Offline Filter Scheme

Overview

DA seeks to optimally combine information from model forecasts and observations to obtain the best estimate of the state or parameters of a dynamical system — the analysis. The challenges for modern geophysical models are: (1) the large-dimensional model state and observations, and (2) the nonlinearity in model dynamics and in the state–observation relation.

NEDAS addresses the first challenge through distributed-memory parallel computation, since the full ensemble state may be too large to fit in the RAM of a single processor. A pause-restart strategy is used: the forecast model writes its state to restart files, the assimilation step reads those files, computes the analysis, writes the updated files, and the model continues. This is offline assimilation, as opposed to online algorithms where model and DA share memory. NEDAS provides parallel file I/O that is efficient enough for most research and development purposes, though it is not aimed at latency-critical operational use.

Parallel Memory Layout

The ensemble model state has dimensions: member, variable, time, z, y, x, indexed by mem_id, v, t, k, j, i with sizes nens, nv, nt, nz, ny, nx.

To parallelize workload, the dimensions are grouped into three indices:

mem_id — indexes the ensemble members.
rec_id (FieldRecordID) — indexes unique 2D fields identified by the tuple (v, t, k). Because nz and nt may vary between variables, these dimensions are stacked into a flat record dimension of size nrec.
par_id (PartitionID) — indexes spatial partitions, which are subsets of the 2D analysis grid. For a regular grid each partition is defined by a slice tuple (istart, iend, di, jstart, jend, dj); for an irregular grid it is an array of grid-point indices.
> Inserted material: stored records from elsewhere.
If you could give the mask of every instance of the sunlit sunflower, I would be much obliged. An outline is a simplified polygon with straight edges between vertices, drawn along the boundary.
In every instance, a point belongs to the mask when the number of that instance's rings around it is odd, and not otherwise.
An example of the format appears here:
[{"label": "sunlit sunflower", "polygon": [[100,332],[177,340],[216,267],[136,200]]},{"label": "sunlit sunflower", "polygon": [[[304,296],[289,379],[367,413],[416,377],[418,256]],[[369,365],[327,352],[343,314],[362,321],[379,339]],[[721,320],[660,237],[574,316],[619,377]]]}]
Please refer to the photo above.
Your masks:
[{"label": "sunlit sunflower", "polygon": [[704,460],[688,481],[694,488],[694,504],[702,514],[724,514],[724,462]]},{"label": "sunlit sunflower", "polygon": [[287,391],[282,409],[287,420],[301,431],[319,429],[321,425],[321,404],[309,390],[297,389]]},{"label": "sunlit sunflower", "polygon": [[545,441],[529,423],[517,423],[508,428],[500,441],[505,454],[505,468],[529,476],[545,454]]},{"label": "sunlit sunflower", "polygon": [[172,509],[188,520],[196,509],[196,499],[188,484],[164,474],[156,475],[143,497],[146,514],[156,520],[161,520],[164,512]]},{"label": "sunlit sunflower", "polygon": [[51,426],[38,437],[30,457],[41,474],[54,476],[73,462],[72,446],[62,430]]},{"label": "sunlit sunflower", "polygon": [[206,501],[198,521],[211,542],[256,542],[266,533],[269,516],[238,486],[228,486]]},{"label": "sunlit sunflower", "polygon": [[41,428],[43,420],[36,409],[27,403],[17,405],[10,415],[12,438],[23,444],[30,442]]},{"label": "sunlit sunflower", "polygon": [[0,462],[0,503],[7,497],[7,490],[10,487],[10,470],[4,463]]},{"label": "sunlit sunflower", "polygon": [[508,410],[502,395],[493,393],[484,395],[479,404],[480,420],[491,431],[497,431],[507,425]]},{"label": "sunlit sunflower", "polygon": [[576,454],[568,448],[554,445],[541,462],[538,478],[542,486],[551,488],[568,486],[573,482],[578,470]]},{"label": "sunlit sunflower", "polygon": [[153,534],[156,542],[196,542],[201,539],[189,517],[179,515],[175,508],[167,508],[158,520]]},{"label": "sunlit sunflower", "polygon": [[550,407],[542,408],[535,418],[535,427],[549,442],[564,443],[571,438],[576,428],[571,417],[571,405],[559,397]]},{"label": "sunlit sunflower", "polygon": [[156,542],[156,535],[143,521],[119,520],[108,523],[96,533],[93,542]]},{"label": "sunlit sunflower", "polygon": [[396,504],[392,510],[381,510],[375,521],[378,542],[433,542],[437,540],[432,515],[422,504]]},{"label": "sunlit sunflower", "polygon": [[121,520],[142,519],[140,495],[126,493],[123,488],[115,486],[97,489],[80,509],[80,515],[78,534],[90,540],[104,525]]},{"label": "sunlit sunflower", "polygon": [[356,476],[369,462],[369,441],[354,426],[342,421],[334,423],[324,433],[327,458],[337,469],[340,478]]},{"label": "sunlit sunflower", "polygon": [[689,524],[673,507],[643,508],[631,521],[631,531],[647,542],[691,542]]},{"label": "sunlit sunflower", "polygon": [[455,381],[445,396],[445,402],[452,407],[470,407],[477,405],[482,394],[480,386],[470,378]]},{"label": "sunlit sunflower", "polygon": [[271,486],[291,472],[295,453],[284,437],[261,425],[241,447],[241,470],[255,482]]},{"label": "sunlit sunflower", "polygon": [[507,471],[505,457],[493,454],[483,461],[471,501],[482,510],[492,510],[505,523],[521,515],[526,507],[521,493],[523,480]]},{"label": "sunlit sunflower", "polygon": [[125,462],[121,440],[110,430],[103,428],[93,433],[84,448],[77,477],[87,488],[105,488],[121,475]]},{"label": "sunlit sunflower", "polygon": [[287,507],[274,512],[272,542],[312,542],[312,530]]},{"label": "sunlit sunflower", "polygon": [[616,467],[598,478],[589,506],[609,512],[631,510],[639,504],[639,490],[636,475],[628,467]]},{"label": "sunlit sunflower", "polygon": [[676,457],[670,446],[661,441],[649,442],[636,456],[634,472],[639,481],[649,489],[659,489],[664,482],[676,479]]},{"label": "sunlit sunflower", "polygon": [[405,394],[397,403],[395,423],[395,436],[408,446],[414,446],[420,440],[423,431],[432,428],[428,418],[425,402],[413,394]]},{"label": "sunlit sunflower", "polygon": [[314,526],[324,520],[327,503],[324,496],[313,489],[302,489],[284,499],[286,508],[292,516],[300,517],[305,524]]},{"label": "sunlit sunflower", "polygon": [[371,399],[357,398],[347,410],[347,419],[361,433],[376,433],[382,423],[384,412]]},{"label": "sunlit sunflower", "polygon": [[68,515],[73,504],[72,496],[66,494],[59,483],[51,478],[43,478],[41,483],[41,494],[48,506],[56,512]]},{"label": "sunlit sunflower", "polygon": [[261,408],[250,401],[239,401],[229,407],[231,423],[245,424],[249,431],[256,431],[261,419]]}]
At any moment each processor stores a subset of the state in one of two layouts:

Field-complete — the processor holds all par_id but only a subset of (mem_id, rec_id). This layout is natural for file I/O and pre/post-processing.
Ensemble-complete — the processor holds all mem_id but only a subset of (rec_id, par_id). This layout is required by ensemble DA algorithms.

The nproc processors are organised along two dimensions:

pid_mem ∈ [0, nproc_mem) — index within comm_mem. Processors sharing the same pid_rec belong to the same comm_mem group (a record group); they each hold a different subset of members for the same set of records. Computed as pid_mem = pid % nproc_mem.
pid_rec ∈ [0, nproc_rec) — index within comm_rec. Processors sharing the same pid_mem belong to the same comm_rec group (a member group); they each hold a different subset of records for the same set of members. Computed as pid_rec = pid // nproc_mem.
nproc = nproc_mem × nproc_rec; set both in the configuration file.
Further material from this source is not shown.